San Jose Sharks Breathes Life Into Brand With New Logo

Sam Benavidez
Contributor

sports_sharkslogoFrom the Chicago Bulls’ red bull logo, to the Yankee’s iconic “NY,” fans across the world associate themselves with their hometown team’s logo. Sports organizations have worked with designers and artists for years to create the most easily recognizable icons for their franchise.

There are logos that never change such as the Yankees logo, or that “D” on the Detroit Tigers’ hats, but some organizations make modifications and changes to their logos as often as every 10 to 15 years.

Newer franchises go through frequent changes involving their logo, and that is expected, but it also depends on the sport.

Baseball and football teams tend to leave their main logos alone. Take the Oakland Athletics. Through moves from Philadelphia to Kansas City, to their current home in Oakland, the A’s have only undergone one main color change and a few tweaks to the “A.”

The San Francisco Giants have only made one logo switch in their 130-year existence. This switch was made when the Giants moved from New York to San Francisco in 1958.

In 2007, the San Jose Sharks Hockey Club, founded in 1991, made a modernized modification to their shark biting a hockey stick logo. The Sharks partnered with Terry Smith, a Bay Area designer who worked on their initial logo to create a refreshed version of the shark.

Doug Bentz, Sharks sports director of marketing and digital media reflected on the organization’s decision to go with Smith.

“I think it’s very important that a designer really understands your brand and has some history with your brand,” said Bentz. “…He is someone who is at games, who is interacting with the team, who understands what hockey is about.”

Some teams make logo changes to boost merchandise sales, to appeal to a broader range of fans, or to give new life to their brand or image.

“A lot of times, people change brands to basically change their entire business.” said Bentz. “For us in particular, I think we were just really looking for somewhat of a brand refresh.”

With Smith’s design team working closely with the organization, they would create something that represented what the team and the sport is all about. “Hockey is about toughness, hockey is about intimidation,” Bentz said, “and while our original logo portrayed some of that, it didn’t portray all of it.”

After a bit of initial pushback, many fans began to agree.

“The new shark has crisper lines compared to the old one,” said season ticket holder Jonathan Wallunas, “It has a more aggressive feel.”

Changes made included more dimension and personality to the shark, the addition of teal on the shark’s back, and orange eyes. In an interview with Hockey By Design, Terry Smith added, “I wasn’t completely happy with the execution of [the original logo], so I was glad the Sharks organization came back to me to [give] me the opportunity to redesign the fonts and everything around it, as so much of it was originally put together in pieces by different people.”

Fans have an emotional attachment to their teams’ logos and jerseys, and tend to resist change initially. They are also never shy about voicing their opinion of new designs on social media sites.

The initial pushback by fans is something that is expected when making any change.
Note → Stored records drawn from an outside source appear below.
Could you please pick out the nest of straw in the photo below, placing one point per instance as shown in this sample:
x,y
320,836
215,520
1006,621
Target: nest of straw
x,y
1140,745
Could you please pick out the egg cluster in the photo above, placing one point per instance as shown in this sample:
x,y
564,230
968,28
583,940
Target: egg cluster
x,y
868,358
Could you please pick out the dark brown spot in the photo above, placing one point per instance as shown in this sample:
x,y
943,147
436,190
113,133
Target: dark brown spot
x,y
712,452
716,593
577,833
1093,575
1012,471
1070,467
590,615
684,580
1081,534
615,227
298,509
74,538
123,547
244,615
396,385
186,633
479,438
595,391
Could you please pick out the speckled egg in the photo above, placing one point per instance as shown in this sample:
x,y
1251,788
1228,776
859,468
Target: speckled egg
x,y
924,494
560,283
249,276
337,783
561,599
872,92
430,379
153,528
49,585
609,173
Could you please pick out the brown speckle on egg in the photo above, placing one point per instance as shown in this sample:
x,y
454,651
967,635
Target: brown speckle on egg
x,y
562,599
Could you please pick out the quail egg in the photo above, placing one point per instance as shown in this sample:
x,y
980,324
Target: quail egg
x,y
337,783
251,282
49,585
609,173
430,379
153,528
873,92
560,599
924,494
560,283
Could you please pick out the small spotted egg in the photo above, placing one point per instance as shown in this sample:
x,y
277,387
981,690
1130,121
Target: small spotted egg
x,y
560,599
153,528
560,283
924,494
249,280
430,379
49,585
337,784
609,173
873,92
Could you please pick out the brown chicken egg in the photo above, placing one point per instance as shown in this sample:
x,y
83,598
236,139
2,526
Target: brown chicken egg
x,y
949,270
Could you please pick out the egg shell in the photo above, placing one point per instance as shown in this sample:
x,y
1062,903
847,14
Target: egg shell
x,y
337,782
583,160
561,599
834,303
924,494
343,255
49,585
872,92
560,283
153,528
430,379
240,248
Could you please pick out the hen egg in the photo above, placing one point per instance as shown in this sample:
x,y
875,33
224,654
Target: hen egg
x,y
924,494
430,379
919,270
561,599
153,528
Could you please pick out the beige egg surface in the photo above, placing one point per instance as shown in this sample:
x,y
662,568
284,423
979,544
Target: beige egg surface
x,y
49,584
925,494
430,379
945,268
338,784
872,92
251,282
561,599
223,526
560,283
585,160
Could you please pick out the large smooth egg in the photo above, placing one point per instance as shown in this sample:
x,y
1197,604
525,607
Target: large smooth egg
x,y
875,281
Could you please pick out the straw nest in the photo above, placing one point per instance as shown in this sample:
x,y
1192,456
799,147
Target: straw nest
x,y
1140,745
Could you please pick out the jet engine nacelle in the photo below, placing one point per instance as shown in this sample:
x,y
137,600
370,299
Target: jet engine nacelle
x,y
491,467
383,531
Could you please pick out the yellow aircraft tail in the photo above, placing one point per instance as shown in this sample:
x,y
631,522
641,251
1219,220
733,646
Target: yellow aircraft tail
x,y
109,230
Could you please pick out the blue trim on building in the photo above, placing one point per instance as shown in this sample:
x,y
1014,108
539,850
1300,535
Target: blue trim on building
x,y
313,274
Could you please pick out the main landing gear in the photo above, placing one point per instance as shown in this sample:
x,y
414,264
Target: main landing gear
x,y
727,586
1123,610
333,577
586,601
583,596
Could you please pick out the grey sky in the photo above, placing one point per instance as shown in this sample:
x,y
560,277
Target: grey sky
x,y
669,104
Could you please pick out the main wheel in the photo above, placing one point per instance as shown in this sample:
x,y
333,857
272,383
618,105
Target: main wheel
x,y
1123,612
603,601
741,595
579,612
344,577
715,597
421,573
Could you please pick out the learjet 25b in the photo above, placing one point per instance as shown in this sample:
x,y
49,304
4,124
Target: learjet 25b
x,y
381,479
Eventually, most come around, or just stick to wearing their old jerseys to games.

If you attend a game at the newly renamed SAP Center in San Jose, you are sure to see a variety of merchandise with the original 1991-2007 to the current 2007-present designs.

One thing is apparent through these changes; the shark is still one of the fiercest and most energetic logos in sports, and is respected around the league.